Анастасия рассмеялась. Если ему хочется повалять дурака, она не против. Она подсела к Хоку и, наклонившись, погрузила пальцы в его густую шевелюру.

— А ты красивый, — прошептала она. Хок усмехнулся.

Анастасия легонько повела кончиками пальцев по небольшим морщинам на лбу, спустилась ниже, на прямые, чуть вразлет темные брови. Хок с готовностью прикрыл глаза, и она скользнула пальцами по его векам, опушенным густыми ресницами, прикоснулась к его губам, сулящим сладостные поцелуи, и торопливо убрала руку. Хок открыл глаза — теперь они были темно-синие, полные влекущей глубины, как два озерка, в которые безумно хочется нырнуть и никогда уже не выныривать обратно. Анастасия снова прикоснулась рукой к его лицу, провела по высоким скулам, потом по твердому решительному подбородку и вернулась обратно, потому что слева под нижней челюстью неожиданно нащупала две маленькие щербинки. Она потрогала их кончиками пальцев и вопросительно посмотрела на Хока, который с неподдельным интересом наблюдал за ее манипуляциями.

— Что это, Хок?

— Гремучая змея.

От неожиданности Анастасия выпрямилась, потом погрозила ему пальцем и засмеялась:

— Ты меня разыгрываешь!

— Вовсе нет. Меня на самом деле укусила гремучая змея.

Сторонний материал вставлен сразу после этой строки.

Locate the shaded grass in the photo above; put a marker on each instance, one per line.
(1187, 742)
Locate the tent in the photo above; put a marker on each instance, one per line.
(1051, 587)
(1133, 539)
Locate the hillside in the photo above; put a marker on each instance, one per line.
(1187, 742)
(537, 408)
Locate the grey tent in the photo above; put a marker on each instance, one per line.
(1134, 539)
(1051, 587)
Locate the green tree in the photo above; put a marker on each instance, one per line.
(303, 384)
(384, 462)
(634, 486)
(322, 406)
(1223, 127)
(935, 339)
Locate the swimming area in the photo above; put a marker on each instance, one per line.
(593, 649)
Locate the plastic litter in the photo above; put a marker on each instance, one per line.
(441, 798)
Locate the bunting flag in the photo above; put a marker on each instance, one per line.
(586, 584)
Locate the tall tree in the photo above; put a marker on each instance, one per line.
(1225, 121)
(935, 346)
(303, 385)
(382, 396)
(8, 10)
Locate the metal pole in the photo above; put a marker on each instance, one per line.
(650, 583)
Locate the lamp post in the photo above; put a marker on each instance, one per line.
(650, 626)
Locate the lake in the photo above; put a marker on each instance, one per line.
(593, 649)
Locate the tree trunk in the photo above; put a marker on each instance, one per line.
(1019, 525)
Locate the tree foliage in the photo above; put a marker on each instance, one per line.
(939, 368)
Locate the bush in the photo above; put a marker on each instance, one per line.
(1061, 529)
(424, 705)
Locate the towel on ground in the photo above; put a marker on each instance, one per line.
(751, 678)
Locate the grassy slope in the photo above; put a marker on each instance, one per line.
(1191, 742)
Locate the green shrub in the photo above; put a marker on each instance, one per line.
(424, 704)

По правде говоря, ямочки, которые она только что трогала, очень напоминали следы от змеиных зубов, но ей все равно не верилось, что такое могло быть.

— От укуса гремучей змеи все умирают, Хок, даже я об этом знаю. И тем более от укуса в лицо.

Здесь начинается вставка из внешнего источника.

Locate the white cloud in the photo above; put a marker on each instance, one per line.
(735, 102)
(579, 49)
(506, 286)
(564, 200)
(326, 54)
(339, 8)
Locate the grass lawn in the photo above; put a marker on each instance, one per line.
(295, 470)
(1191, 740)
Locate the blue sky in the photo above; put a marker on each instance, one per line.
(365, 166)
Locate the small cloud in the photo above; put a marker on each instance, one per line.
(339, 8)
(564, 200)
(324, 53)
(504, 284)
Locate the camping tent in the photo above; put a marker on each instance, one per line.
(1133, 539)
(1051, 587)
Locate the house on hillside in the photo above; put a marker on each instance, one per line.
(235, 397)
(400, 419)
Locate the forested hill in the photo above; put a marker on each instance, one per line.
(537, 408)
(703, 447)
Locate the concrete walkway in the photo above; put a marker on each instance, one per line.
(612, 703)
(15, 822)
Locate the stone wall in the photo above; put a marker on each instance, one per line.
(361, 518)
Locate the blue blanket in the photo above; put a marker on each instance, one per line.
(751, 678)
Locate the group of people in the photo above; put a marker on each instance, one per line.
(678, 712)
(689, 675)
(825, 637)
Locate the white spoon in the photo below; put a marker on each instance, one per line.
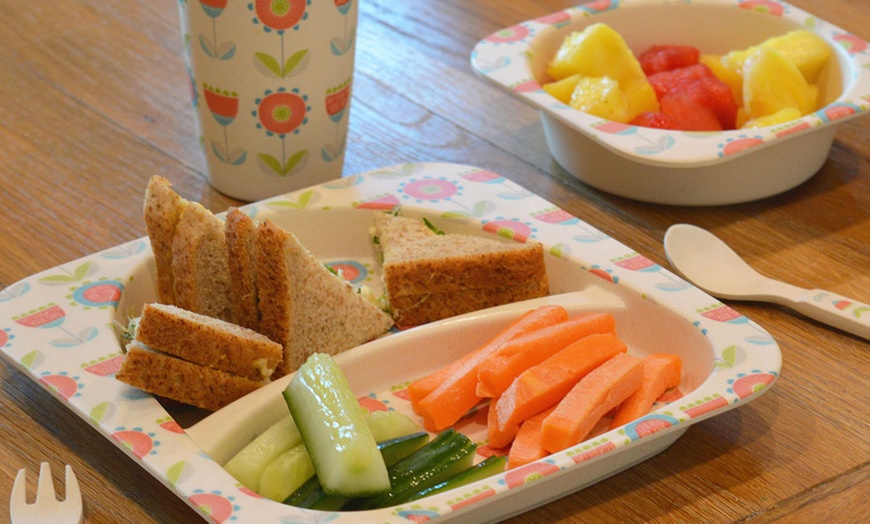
(710, 264)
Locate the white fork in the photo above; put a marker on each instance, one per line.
(46, 509)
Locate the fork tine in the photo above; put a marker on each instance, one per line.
(45, 488)
(73, 496)
(19, 489)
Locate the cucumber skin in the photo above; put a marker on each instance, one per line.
(492, 465)
(286, 474)
(334, 430)
(311, 496)
(446, 455)
(248, 464)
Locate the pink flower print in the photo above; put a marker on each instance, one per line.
(45, 317)
(224, 107)
(508, 35)
(430, 189)
(343, 5)
(281, 113)
(218, 507)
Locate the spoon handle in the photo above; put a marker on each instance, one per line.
(835, 310)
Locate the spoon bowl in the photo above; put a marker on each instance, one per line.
(713, 266)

— Все, кроме хопи, — просто ответил он.

— Я все равно не понимаю. Тебя на самом деле укусила гремучая змея? Как? Почему?

— Да все очень просто. Каждый год в августе хопи устраивают Танец Змеи, чтобы на землю пролился дождь. Люди клана Змеи уходят в пустыню, собирают в мешки самых разных змей и приносят их в селения. Танцевать нужно, держа зубами змею за ее головой и поддерживая ее тело обеими руками. Бывает так, что змея кого-нибудь и кусает.

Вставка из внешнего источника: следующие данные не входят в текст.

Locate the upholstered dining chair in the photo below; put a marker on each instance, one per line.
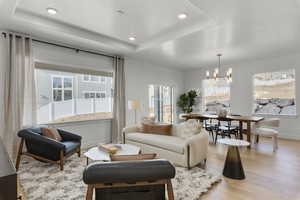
(267, 128)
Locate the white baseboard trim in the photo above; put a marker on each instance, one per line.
(291, 135)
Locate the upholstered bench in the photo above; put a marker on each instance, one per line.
(132, 180)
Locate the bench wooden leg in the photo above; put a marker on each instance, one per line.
(170, 190)
(79, 152)
(61, 162)
(89, 194)
(19, 154)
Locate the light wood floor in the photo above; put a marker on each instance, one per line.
(269, 176)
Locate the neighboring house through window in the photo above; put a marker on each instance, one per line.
(94, 95)
(93, 78)
(62, 88)
(215, 94)
(72, 96)
(275, 93)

— И ты танцевал, держа в зубах гремучую змею?

— На самом деле это не так страшно, как кажется, — кивнул Хок. — Мы же не враги змеям. Мы умеем обращаться с ними. Любая змея укусит только тогда, когда ее сильно разозлишь. Гремучая змея ничем от других своих сородичей не отличается.

— Но как же ты остался в живых?

— Дело в том, что люди клана Змеи пьют разведенный змеиный яд для защиты, и, если змея все же кусает, они втирают его в ранку.

— Это просто поразительно, Хок! — воскликнула Анастасия и еще раз осторожно потрогала змеиные отметины. — Я ничего об этом и не знала.

— У меня очень много таких историй.

Анастасия заглянула ему в глаза, и сердце ее забилось — так изменился его взгляд. Она медленно прильнула к груди Хока и нежно, ласково поцеловала его в губы. Каким образом оказалось, что нет теперь для нее роднее человека, чем этот малознакомый полуиндеец? Почему его взгляд на мир так сродни ее взгляду? Почему так много общего в их судьбах? Ведь он почитал своих предков, свои родные земли, свой народ точно так же, как и она — своих до начала войны. Она снова подумала о том, что свое прошлое начала по-настоящему ценить только здесь, в этих краях, хотя и она, и родители приехали сюда, чтобы начать все заново.

— Стейси, — едва шевельнув губами, шепнул Хок. — Ты будешь меня целовать или продолжишь спать на мне?

Анастасия рассмеялась, слегка приподнялась и шутливо шлепнула его ладонью по груди.

— Вовсе я не спала! Я размышляла, как у нас с тобой много общего.

— Вот как?

— Знаешь, я и не думала, что ты так гордишься своим народом.

— Я горжусь очень многим, Анастасия, но больше всего я буду горд тем, что ты меня сейчас еще раз поцелуешь.

— Ты просто завлекаешь меня поближе, чтобы ты смог...

— Чтобы смог что?.. Анастасия невольно покраснела.

— Я вот тебя не поцелую — пусть это будет наказанием за насмешки надо мной!